Tissue concentrations of adenosine triphosphate have been previously associated with successful pancreas preservation using the two-layer cold storage method in a canine autotransplantation model. To clarify the role of ATP vs. oxygenation per se, we used 2,4 dinitrophenol, an uncoupler of mitochondrial oxidative phosphorylation. DNP caused no toxicity in pancreas grafts preserved for 24 hr in Euro-Collins' solution or 48 hr in University of Wisconsin solution. Tissue concentration of ATP and viability of pancreas grafts, defined as maintenance of normoglycemia for 5 days following transplantation, were compared among six groups after a preservation interval of 24 or 48 hr. After 24 hr all grafts were viable, whether preserved using simple cold storage in EC (group 1a), two-layer (EC/perfluorochemical [PFC]) method (group 2a), or two-layer (EC+DNP/PFC) method (group 3a); respective graft survival was 4/4 (100%), 5/5 (100%), and 4/5 (80%); one of five dogs in group 3a died of a cause unrelated to the pancreas. ATP levels were higher in group 2a compared with group 1a (7.47 +/- 0.47 vs. 1.41 +/- 0.53 mumol/g dry weight, P less than 0.01) and lower in group 3a compared with group 2a (1.25 +/- 0.37 vs. 7.47 +/- 0.47, P less than 0.01). After 24 hr, we observed no difference in viability despite ATP concentration differences. However after 48 hr preservation, graft viability varied among the groups: 0/4 (0%), 4/4 (100%), and 0/3 (0%) in groups 1b, 2b, and 3b, respectively. ATP tissue concentration was again higher in group 2b after two-layer (EC/PFC) method preservation (7.91 +/- 1.21 vs. 1.21 +/- 0.31 mumol/g dry weight, P less than 0.01) compared with EC preservation (group 1b). DNP again caused a significant decrease in tissue ATP in group 3b (0.61 +/- 0.07 vs. 7.91 +/- 1.21, P less than 0.01). The two-layer (EC/PFC) method clearly protected pancreas viability, and inhibition of ATP production using DNP caused loss of viability in this model. We conclude that oxygenation of the pancreas during preservation by the two-layer method allows continued ATP production within the graft. Metabolic processes vital to cellular integrity can be maintained, which produces an extended period of preserved pancreatic viability.     

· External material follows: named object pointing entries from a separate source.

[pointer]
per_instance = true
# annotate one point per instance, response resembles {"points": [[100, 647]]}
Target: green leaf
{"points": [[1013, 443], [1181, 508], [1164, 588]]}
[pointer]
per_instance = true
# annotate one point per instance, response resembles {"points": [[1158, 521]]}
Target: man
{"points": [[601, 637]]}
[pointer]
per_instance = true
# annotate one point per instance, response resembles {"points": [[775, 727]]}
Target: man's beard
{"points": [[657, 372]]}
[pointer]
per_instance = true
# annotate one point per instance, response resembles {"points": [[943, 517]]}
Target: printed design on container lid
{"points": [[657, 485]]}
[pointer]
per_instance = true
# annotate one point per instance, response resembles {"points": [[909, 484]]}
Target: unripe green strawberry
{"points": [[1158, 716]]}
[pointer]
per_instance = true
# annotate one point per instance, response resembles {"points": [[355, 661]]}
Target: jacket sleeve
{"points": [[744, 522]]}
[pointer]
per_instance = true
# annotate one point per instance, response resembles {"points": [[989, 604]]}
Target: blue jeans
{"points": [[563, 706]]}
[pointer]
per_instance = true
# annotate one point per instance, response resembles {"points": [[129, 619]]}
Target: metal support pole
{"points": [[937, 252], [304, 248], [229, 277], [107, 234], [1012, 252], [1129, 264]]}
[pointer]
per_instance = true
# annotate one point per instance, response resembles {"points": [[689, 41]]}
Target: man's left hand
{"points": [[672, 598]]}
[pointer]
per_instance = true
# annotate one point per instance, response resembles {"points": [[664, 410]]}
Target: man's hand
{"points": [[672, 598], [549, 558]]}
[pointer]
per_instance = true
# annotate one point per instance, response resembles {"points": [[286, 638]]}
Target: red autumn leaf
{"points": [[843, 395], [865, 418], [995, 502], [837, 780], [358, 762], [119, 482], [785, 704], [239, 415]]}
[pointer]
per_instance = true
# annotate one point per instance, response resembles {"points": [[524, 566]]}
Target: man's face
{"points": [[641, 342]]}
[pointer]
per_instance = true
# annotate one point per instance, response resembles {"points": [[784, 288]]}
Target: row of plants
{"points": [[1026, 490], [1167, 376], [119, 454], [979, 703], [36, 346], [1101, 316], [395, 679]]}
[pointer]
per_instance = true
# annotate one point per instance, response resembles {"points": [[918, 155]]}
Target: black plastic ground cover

Possibility of islet transplantation from a nonheartbeating donor pancreas resuscitated by the two-layer method

BACKGROUND: The shortage of cadaveric donors is a problem in islet transplantation, and recent improvements in this field have led to renewed interest in the use of nonheartbeating (NHB) donors. NHB donor pancreata that could provide a significant source for islet transplantation are associated with warm ischemic injury. We tested whether the two-layer method (TL) could improve islet yield and function from damaged pancreata after warm ischemia (WI). METHODS: Lewis rats were divided into six groups. In groups 1 to 3, rats were subjected to 0, 30, and 45 minutes of WI, respectively. Islets were isolated immediately (subgroup a) or after 3-hour preservation with TL (subgroup b). Isolated islets were assessed in terms of islet yield and in vivo function. We also assessed the pancreatic tissue ATP concentration before isolation and distended pancreata morphologically after chemical digestion by H&E staining. RESULTS: Islet yield decreased significantly after 30 minutes of WI in group 2a, whereas TL preservation doubled this decreased yield in group 2b. Forty-five minutes of WI resulted in nearly no islet yield in both groups 3a and 3b. The success rates of transplantation in groups 1a, 1b, 2a, and 2b were 100%, 100%, 0%, and 75%, respectively. Increased tissue ATP levels and alleviation of morphological islet damage were observed in group 2b. CONCLUSIONS: These results demonstrated that pancreata damaged from 30-minute WI were restored by 3-hour TL preservation. TL may allow the selective use of NHB donors as an alternative source for islet transplantation.